Essa inserção traz privilégios, mas exige compromissos civilizatórios mínimos: respeito aos direitos humanos, ao devido processo legal, à liberdade de expressão, de imprensa e à realização de eleições transparentes, com ampla participação da oposição. O Brasil precisa retomar estes compromissos se quiser voltar a gozar de uma boa relação com os EUA ou arcar com as consequências.

CNN - Há espaço para negociar um recuo das tarifas sem anistia? Quais os caminhos para isso e com quem?

Paulo Figueiredo - Não. Em hipótese alguma.

CNN - A medida Trump causa desgaste para o bolsonarismo? Há críticas dentro da própria direita e de setores que sempre foram aliados do próprio ex-presidente Bolsonaro, como empresários e o agronegócio, enquanto o governo Lula adota o discurso de que a família Bolsonaro colocou o interesse pessoal acima dos interesses do país...

Paulo Figueiredo - Em primeiro lugar, não estamos preocupados com isso — como demonstra a disposição do deputado Eduardo Bolsonaro de abrir mão do próprio mandato.

Há muitas coisas na vida acima do cálculo político. Mas, se querem analisar sob esta ótica, quem paga o preço eleitoral da ruína econômica é sempre o presidente que está no poder. Em bom português: quando as consequências econômicas vierem, Lula ficará ainda mais desgastado.

CNN - O governador de São Paulo, Tarcísio de Freitas (Republicanos), se colocou à disposição para fazer a interlocução com os Estados Unidos para o recuo das tarifas. Qual a sua avaliação?

Paulo Figueiredo - Não goza de nenhuma capacidade de articulação internacional. As pessoas pensam que é fácil chegar à Casa Branca. Não é. Vão dar com a cara na porta.

Tarcísio está atrapalhando porque dá a impressão ao establishment que há alguma outra alternativa que não passe pela anistia — e faz isso enquanto negocia com o sexto escalão da diplomacia, que não goza de nenhum acesso ao presidente Trump. É uma aposta errada que vai custar caro ao empresariado, que deveria estar pressionando o STF a permitir que o Congresso aprove com extrema urgência uma anistia.

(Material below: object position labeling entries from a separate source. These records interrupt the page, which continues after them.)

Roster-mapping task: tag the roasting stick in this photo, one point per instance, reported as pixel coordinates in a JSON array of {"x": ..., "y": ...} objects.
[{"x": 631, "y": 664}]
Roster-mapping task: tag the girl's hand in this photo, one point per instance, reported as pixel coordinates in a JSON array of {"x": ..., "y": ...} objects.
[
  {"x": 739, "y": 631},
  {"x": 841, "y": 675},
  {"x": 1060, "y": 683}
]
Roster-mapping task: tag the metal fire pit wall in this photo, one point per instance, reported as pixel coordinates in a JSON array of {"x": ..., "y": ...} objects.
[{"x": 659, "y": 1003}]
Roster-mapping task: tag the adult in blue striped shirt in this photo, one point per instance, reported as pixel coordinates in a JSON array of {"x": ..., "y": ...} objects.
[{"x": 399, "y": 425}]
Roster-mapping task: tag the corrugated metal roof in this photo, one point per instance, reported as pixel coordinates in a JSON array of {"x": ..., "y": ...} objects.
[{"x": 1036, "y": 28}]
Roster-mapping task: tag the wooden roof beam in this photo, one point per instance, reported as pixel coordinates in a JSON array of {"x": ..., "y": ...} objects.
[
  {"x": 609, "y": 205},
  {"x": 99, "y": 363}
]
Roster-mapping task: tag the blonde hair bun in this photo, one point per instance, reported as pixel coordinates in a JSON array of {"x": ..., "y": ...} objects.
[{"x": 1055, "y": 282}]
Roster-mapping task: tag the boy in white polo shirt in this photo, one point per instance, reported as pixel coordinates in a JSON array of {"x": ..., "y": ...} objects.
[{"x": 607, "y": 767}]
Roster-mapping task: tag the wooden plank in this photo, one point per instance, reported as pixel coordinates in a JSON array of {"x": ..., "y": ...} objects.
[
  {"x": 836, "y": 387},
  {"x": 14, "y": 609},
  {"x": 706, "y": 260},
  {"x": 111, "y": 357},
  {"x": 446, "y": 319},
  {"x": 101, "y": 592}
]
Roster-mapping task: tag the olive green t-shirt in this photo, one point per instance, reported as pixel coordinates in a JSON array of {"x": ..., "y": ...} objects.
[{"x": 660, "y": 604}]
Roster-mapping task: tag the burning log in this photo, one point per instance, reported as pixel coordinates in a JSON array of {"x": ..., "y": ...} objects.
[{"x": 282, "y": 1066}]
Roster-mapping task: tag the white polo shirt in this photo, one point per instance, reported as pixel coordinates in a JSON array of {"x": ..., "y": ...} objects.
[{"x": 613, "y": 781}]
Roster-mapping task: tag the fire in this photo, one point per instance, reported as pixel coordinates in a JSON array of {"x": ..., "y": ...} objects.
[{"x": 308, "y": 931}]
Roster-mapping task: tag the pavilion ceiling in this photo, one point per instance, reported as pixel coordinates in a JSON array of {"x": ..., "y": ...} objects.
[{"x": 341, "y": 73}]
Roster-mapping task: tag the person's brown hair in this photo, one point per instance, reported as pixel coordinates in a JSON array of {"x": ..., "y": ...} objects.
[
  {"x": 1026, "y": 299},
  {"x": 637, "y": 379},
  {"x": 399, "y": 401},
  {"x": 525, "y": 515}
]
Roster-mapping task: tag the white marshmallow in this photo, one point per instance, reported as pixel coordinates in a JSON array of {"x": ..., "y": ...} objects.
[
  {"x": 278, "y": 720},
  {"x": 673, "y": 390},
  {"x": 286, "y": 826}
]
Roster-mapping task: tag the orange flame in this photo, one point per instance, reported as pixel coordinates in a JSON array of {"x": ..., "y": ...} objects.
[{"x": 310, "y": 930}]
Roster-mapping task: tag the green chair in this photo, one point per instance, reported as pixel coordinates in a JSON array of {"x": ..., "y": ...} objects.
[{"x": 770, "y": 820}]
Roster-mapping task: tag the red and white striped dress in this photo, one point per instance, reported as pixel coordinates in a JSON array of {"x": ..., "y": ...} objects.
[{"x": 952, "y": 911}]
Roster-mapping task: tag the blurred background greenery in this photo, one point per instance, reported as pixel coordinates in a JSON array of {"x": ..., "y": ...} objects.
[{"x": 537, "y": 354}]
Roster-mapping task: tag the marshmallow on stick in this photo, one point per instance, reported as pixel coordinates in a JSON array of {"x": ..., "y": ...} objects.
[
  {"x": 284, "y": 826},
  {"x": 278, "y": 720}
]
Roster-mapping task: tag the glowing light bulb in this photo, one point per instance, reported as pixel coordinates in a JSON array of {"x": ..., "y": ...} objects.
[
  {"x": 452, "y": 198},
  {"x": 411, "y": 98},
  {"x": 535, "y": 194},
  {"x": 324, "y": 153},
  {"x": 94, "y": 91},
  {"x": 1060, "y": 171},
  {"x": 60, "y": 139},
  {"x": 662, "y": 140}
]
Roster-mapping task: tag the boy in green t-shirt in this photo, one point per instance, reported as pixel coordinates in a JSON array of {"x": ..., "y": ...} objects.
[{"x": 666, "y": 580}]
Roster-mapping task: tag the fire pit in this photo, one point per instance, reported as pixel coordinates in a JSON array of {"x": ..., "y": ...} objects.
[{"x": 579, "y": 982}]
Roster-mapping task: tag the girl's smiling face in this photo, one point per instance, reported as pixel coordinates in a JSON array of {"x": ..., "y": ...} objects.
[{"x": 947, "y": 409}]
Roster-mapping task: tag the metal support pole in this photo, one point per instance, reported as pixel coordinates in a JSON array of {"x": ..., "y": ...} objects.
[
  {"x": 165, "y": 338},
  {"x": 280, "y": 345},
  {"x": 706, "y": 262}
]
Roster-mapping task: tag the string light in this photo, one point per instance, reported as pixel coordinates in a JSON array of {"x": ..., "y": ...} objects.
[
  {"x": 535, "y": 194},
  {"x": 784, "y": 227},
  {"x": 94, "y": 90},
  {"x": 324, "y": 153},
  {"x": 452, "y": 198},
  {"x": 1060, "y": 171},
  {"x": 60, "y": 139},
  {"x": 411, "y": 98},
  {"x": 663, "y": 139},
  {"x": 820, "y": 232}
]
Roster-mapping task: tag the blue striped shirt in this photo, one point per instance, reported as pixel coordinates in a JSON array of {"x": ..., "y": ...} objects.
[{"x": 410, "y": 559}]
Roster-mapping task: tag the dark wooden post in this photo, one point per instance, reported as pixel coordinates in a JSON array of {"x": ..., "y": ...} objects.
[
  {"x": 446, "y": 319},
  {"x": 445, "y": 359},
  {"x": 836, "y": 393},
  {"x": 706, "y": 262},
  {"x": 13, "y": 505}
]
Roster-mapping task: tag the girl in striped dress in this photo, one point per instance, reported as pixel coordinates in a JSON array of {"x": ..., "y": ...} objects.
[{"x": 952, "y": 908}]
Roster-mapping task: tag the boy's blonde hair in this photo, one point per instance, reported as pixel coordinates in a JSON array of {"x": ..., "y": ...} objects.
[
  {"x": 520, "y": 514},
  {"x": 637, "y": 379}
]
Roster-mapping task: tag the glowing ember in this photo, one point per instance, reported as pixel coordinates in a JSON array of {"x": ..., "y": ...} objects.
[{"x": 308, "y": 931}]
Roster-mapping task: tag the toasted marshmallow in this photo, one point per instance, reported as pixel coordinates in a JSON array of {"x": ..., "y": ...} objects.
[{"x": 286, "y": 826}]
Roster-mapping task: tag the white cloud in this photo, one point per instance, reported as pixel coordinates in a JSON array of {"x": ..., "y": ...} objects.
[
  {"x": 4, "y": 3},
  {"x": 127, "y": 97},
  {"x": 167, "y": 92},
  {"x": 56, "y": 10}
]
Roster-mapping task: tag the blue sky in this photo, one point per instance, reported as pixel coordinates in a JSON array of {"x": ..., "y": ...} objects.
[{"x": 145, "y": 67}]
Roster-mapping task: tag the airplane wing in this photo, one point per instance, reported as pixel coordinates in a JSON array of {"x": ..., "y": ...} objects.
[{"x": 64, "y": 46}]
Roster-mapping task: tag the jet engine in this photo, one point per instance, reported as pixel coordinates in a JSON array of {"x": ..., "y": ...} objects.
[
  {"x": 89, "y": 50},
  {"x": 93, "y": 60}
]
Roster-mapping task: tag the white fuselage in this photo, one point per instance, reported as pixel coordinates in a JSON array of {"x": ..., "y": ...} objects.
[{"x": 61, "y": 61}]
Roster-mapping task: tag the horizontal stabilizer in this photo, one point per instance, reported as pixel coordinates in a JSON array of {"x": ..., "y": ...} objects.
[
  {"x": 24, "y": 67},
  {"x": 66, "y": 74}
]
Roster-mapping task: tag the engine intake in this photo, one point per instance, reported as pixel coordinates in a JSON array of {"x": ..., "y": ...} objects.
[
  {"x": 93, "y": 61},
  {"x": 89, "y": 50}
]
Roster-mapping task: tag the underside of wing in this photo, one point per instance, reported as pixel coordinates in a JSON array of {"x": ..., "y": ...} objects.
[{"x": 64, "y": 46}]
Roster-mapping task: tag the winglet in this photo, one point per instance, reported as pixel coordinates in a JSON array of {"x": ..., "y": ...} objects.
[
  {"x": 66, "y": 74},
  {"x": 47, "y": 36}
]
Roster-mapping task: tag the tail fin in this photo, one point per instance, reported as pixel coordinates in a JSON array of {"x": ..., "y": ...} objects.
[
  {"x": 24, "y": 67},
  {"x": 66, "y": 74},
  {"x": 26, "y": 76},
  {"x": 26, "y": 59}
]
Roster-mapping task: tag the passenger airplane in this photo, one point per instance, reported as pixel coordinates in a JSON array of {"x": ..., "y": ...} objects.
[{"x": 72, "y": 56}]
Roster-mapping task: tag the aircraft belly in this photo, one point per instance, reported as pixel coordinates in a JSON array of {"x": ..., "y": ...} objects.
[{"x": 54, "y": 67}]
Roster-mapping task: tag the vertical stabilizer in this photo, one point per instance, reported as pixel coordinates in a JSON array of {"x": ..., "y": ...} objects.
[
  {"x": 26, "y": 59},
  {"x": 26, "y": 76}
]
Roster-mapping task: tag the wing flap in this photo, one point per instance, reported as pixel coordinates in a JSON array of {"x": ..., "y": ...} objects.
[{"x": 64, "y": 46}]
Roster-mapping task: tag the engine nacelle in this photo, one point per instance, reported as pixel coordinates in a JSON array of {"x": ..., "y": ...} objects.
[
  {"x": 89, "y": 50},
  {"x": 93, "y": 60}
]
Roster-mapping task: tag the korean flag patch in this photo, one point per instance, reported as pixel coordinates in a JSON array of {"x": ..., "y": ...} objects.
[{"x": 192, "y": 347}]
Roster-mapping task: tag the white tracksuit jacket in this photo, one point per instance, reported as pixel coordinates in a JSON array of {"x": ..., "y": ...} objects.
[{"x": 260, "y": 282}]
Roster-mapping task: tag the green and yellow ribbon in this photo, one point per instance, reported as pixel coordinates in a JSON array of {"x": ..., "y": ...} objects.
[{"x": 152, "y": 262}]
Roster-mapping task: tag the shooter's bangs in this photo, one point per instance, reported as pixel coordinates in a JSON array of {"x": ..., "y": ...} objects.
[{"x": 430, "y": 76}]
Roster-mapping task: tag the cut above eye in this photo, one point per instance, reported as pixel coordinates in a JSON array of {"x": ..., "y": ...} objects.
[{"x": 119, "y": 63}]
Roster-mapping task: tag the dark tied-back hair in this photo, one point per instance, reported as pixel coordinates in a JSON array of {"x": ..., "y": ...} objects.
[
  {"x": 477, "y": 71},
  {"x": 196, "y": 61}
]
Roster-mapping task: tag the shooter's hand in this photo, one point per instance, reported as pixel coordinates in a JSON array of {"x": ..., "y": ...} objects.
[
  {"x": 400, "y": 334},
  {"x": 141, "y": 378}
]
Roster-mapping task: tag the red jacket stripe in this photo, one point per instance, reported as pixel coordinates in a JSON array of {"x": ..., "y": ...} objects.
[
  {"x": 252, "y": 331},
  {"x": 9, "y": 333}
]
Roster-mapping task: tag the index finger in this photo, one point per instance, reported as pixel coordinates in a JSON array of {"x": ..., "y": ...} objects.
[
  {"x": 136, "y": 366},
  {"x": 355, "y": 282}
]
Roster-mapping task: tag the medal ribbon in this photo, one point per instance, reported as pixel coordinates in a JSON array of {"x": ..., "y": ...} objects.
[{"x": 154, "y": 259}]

CNN - Há uma percepção de que Trump pode recuar da sobretaxa ao Brasil, como em outras ocasiões. Se isso acontecer, não enfraquece o pedido de anistia de vocês?

Paulo Figueiredo - Você conhece as 5 fases do luto descritas no modelo de Kübler-Ross? Estamos na primeira: negação. Mas as próximas virão — raiva, barganha, depressão e, por fim, aceitação. O mais provável é que Trump imponha medidas adicionais ao Brasil e medidas específicas, como sanções individuais, a certas figuras (no plural).

CNN - Que figuras?

Paulo Figueiredo - Alexandre (de Moraes, ministro Supremo Tribunal Federal) e seus apoiadores.